Internationally, the World Health Organization has tried to set vaccine aspirations, laying out standards a product should achieve before being put into widespread use. As a start, it should be at least strong enough to protect half the vaccinated people against infection—the FDA standard for COVID is to allow approval of vaccines that work “in the majority” of people. “Funders, vaccine developers, researchers, and government institutions have signed an international statement of collaboration in vaccine research,” the WHO leaders note. “Several of these developers and more than 250 research sites intend to join the WHO Solidarity Vaccines Trial in the hope of bringing forward the time when the world will move beyond the widespread disease, death, and disruption from the COVID-19 pandemic.”

That WHO Solidarity effort is part of a 172-nation commitment, the COVID-19 Vaccines Global Access Facility, or COVAX, which aims to hasten collaboration worldwide for creation of a vaccine for all of humanity. “Our only way out of this pandemic is together,” WHO Director-General Tedros Adhanom Ghebreyesus said in an Aug. 24 COVAX press event in Geneva. But the White House announced on Sept. 2nd that the United States will refuse to join in, or cooperate with, COVAX. “The United States will continue to engage our international partners to ensure we defeat this virus, but we will not be constrained by multilateral organizations influenced by the corrupt World Health Organization and China,” said White House spokesman Judd Deere.

Instead, the Trump administration plans to usher a vaccine into the arms of Americans first. It will likely be one of the very experimental products made from the genetic material—the DNA or RNA—of the virus. This material, it turns out, is so fragile that it must be stored at a -80 degree F temperature, well below anything a standard freezer can handle. So, in order to comply with the CDC’s request that they have a vaccine plan ready by Oct. 1, governors are going to have to explain how they plan to move ultra-deep-freezing units around.

Whether the public will be interested in taking a vaccine produced and distributed under these circumstances is another question. What is clear is that there’s little rational reason to trust America’s public health agencies any more—the Trump administration has seen to that.

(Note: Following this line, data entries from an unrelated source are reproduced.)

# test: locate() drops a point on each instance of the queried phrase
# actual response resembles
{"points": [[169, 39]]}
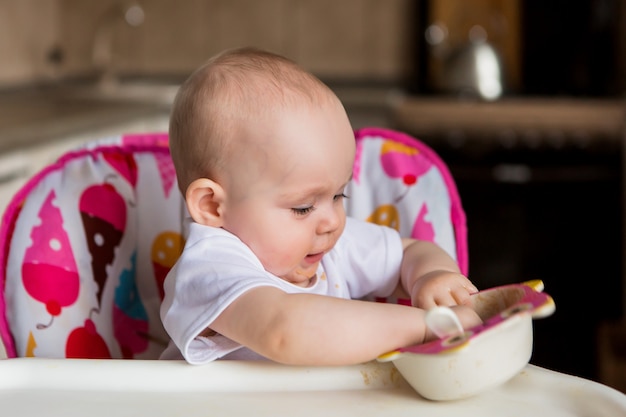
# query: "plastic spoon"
{"points": [[443, 322]]}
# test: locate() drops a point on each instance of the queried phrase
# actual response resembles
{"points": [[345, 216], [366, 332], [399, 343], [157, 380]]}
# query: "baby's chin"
{"points": [[302, 277]]}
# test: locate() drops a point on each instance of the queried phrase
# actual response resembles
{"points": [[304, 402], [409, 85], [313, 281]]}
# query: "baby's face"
{"points": [[289, 208]]}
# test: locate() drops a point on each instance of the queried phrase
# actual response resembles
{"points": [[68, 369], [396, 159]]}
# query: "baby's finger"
{"points": [[461, 295], [445, 299]]}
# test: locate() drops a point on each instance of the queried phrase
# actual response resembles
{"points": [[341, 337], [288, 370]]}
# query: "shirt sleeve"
{"points": [[197, 291], [368, 257]]}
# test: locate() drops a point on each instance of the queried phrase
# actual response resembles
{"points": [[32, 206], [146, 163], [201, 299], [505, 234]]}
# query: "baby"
{"points": [[272, 268]]}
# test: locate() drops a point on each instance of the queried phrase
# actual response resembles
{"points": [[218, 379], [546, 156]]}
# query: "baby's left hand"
{"points": [[441, 288]]}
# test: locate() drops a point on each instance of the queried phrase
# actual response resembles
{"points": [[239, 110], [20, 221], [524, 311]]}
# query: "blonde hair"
{"points": [[239, 86]]}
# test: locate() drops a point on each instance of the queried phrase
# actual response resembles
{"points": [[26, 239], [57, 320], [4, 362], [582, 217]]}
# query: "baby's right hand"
{"points": [[466, 315]]}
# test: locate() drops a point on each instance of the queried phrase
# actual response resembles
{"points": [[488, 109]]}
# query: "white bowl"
{"points": [[484, 356]]}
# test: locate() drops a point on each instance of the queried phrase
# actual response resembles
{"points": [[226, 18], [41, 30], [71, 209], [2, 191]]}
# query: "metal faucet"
{"points": [[102, 51]]}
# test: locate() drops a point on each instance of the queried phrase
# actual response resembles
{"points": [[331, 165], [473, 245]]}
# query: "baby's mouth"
{"points": [[314, 257]]}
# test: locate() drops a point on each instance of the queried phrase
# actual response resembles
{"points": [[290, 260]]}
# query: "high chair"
{"points": [[88, 241], [86, 244]]}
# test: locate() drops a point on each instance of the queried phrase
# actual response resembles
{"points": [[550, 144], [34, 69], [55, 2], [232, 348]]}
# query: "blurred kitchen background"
{"points": [[523, 99]]}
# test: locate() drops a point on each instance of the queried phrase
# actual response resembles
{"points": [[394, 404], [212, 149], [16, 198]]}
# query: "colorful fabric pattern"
{"points": [[86, 244]]}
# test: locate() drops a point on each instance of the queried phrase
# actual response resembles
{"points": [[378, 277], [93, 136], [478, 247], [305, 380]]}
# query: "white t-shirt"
{"points": [[216, 267]]}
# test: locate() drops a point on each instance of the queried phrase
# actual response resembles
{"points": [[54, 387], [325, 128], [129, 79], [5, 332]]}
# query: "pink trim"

On April 3, Trump scoffed at CDC recommendations that Americans wear masks to avoid viral spread, smirking that he wouldn’t be covering his face. With that, he polarized mask-wearing, and most of his followers have followed their leader, shunning masks. By rushing vaccine approval to meet a pre-elections deadline, the president is also setting immunization up for political polarity. Those lines of Americans two days before the election, queued for immunization, may well be Trump’s most ardent followers, wearing MAGA hats and no masks, fully confident that their leader has found a way to protect them from the 21st-century plague.